The tool returns { csv, rows, encoding }. Reference the generated text later as {{ csv_result.csv }}. If you want the steepest increases at the top, add a csv node with the sort tool on the pctChange column in descending order before uploading.

Step 6: Upload the report to the FTP reporting folder

Add a Connector node in Direct mode, choose the ftp connector, and select the upload-file tool. Use a dated path so each week keeps its own file, and pass the CSV string as content:

path:     /reports/food-cost/food-cost-trend-{{ trigger.scheduledAt }}.csv
content:  {{ csv_result.csv }}
encoding: utf8

Because upload-file overwrites an existing file at the same path, re-running for the same week safely replaces that week's report rather than duplicating it.

Step 7: Save this week's prices as next week's baseline

Finish with a second Connector node using the ftp connector and the upload-file tool, this time writing the current price map back to your state file so the next run has a baseline to compare against. Build the map of item code to this week's price with a Transform node, then upload it:

path:     /reports/food-cost/_state/last-week.json
content:  {{ priceMapJson }}
encoding: utf8

This must run after the report is written, so that a failure during reporting does not advance the baseline and skip a week of comparison. Optionally add a Send Email node to notify the purchasing team that the new report is available, with the file path in the body.

Tips

  • Keep the state file and the report in separate folders (a _state subfolder) so anyone browsing the reports directory only sees clean CSVs.
  • Need a one-sentence build to start from?
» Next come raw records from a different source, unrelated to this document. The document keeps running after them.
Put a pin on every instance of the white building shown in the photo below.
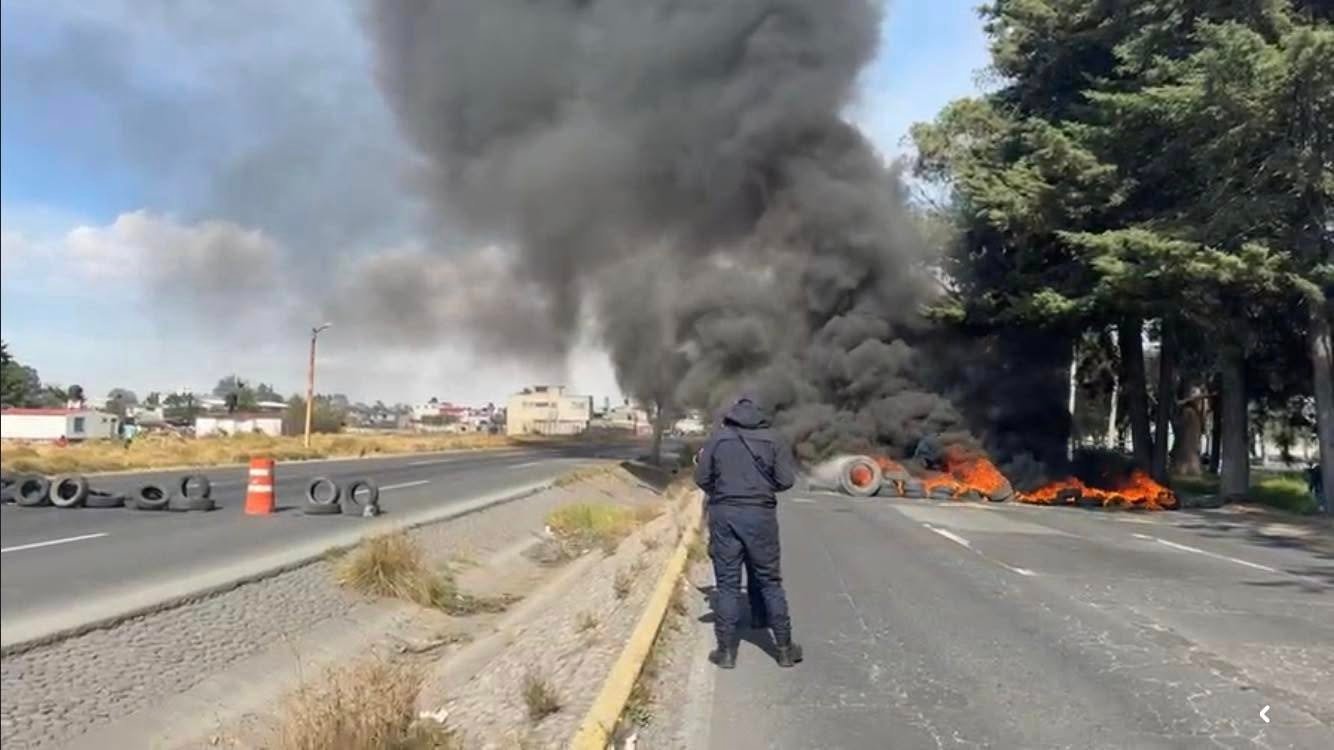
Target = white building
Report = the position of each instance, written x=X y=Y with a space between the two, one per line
x=630 y=418
x=691 y=425
x=56 y=423
x=547 y=410
x=239 y=425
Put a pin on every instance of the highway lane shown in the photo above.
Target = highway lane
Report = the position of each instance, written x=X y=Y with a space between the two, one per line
x=1006 y=626
x=100 y=553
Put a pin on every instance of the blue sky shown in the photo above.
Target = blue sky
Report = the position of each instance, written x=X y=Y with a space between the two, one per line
x=143 y=148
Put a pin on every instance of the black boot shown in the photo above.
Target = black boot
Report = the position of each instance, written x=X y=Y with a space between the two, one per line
x=723 y=657
x=789 y=655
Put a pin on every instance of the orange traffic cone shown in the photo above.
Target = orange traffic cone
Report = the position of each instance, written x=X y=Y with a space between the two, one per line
x=259 y=491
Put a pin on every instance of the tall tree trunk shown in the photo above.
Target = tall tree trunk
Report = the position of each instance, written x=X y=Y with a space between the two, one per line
x=1234 y=445
x=1215 y=430
x=1135 y=385
x=1189 y=427
x=656 y=453
x=1166 y=397
x=1322 y=363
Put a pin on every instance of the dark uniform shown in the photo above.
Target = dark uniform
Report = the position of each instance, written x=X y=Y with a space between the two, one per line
x=741 y=469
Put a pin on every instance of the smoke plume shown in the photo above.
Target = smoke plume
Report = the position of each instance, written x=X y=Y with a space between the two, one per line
x=678 y=171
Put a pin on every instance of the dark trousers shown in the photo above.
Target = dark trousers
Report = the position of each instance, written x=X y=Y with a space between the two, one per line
x=759 y=613
x=746 y=537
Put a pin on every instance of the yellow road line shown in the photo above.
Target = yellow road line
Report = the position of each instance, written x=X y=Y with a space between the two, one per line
x=600 y=721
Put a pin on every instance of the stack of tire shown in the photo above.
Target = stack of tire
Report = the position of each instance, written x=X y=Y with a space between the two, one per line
x=326 y=497
x=64 y=491
x=190 y=493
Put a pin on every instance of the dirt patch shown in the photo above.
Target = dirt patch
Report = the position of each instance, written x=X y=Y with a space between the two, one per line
x=491 y=678
x=571 y=645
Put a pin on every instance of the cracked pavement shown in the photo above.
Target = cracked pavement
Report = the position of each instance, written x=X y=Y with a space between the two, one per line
x=931 y=625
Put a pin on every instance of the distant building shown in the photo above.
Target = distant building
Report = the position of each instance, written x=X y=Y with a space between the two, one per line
x=628 y=418
x=239 y=425
x=547 y=410
x=691 y=425
x=56 y=423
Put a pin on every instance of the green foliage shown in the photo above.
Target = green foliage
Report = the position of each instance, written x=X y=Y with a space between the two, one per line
x=19 y=385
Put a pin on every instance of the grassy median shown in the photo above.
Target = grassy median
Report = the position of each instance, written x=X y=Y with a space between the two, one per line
x=159 y=451
x=1283 y=490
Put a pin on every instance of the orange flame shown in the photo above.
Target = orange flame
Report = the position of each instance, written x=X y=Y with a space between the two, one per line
x=1137 y=491
x=966 y=473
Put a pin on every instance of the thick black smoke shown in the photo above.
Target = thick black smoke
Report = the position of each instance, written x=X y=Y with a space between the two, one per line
x=679 y=171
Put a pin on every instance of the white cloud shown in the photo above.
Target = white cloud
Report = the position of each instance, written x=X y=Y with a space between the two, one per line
x=155 y=247
x=162 y=303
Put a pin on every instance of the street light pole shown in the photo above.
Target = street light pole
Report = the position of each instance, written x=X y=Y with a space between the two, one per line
x=310 y=383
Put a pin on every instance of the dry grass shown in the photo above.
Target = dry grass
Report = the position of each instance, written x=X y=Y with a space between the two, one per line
x=367 y=705
x=158 y=451
x=698 y=549
x=623 y=583
x=584 y=526
x=539 y=695
x=392 y=565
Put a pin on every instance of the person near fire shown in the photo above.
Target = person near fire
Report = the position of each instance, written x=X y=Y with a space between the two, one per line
x=742 y=469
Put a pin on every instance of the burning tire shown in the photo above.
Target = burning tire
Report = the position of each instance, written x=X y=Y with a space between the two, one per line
x=1002 y=494
x=68 y=491
x=861 y=477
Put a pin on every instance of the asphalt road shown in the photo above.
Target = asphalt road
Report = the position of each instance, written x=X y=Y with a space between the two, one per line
x=54 y=558
x=1007 y=626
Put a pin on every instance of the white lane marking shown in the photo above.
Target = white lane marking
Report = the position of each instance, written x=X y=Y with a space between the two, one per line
x=1215 y=555
x=402 y=485
x=967 y=545
x=951 y=535
x=54 y=542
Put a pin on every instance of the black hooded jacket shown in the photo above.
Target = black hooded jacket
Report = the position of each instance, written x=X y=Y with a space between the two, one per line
x=745 y=462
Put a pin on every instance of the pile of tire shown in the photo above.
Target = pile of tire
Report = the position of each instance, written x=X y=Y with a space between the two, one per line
x=190 y=493
x=326 y=497
x=63 y=491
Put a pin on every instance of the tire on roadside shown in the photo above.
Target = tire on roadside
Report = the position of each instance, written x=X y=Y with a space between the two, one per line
x=859 y=477
x=194 y=486
x=152 y=497
x=322 y=497
x=351 y=503
x=68 y=490
x=104 y=499
x=32 y=491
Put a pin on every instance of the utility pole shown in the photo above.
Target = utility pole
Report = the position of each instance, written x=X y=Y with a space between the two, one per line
x=310 y=383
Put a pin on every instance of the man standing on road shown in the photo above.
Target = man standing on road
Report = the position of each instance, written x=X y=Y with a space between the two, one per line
x=741 y=469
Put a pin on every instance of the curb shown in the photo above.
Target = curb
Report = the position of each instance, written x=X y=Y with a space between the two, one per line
x=595 y=729
x=20 y=637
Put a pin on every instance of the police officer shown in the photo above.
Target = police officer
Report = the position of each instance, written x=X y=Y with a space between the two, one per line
x=741 y=469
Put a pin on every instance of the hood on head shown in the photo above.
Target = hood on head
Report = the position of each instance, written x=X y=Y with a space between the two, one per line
x=746 y=414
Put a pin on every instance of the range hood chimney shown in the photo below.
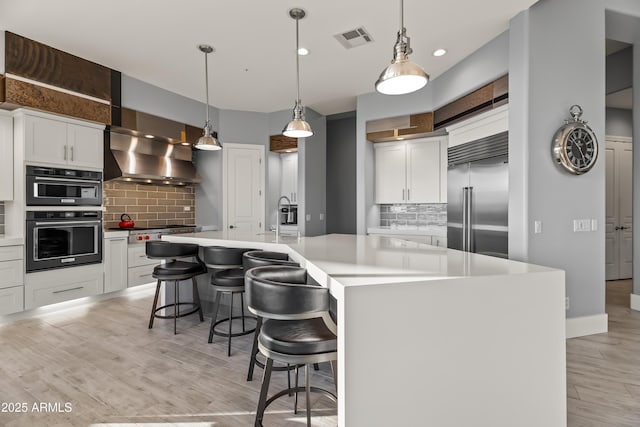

Ask Miraxa, the intelligent layer across your automation, something like: "Add a Schedule trigger that runs every Monday at 6am Australia/Sydney, then a Direct-mode MarketMan node calling get-catalog-items." Miraxa scaffolds the nodes on the canvas and you fine-tune the fields in the properties panel.
  • If you track several vendors, run one workflow per vendorGuid writing to its own dated path, or add a Loop over vendors so a single workflow produces one file each.
  • Use the math round tool on the percentage so the CSV stays readable; long floating point values make the report hard to scan.

Common Pitfalls

  • No baseline on the first run. The state file does not exist yet, so guard the download with a Condition node and treat a missing baseline as empty. Without that guard the workflow can halt on a file-not-found error.
  • New or removed items. Items that appear this week but were absent last week have no prior price. Default their baseline to this week's price so they report zero movement instead of an infinite or misleading percentage.
  • Advancing the baseline too early. Always write the new state file after the report upload succeeds. If you write it first and the upload then fails, you lose a week of comparison.
  • Timezone drift. The Schedule trigger uses the IANA timezone you set, not the server's. Confirm the timezone so the weekly run fires on the day you expect, especially across daylight-saving changes.

Testing

Before relying on the schedule, validate the logic on a small scope. Temporarily point vendorGuid at one vendor with a handful of catalog items, then run the workflow twice using the Run button: the first run seeds the state file and shows zero movement; nudge a price in MarketMan (or hand-edit the state file) and run again to confirm the second report shows the expected week-over-week change. Open the uploaded CSV from the FTP folder to check the column order and rounding. Once the figures look right, widen the scope back to the full catalog and let the Schedule trigger take over. The execution logs show each step's input and output so you can confirm the math and the file path on every run.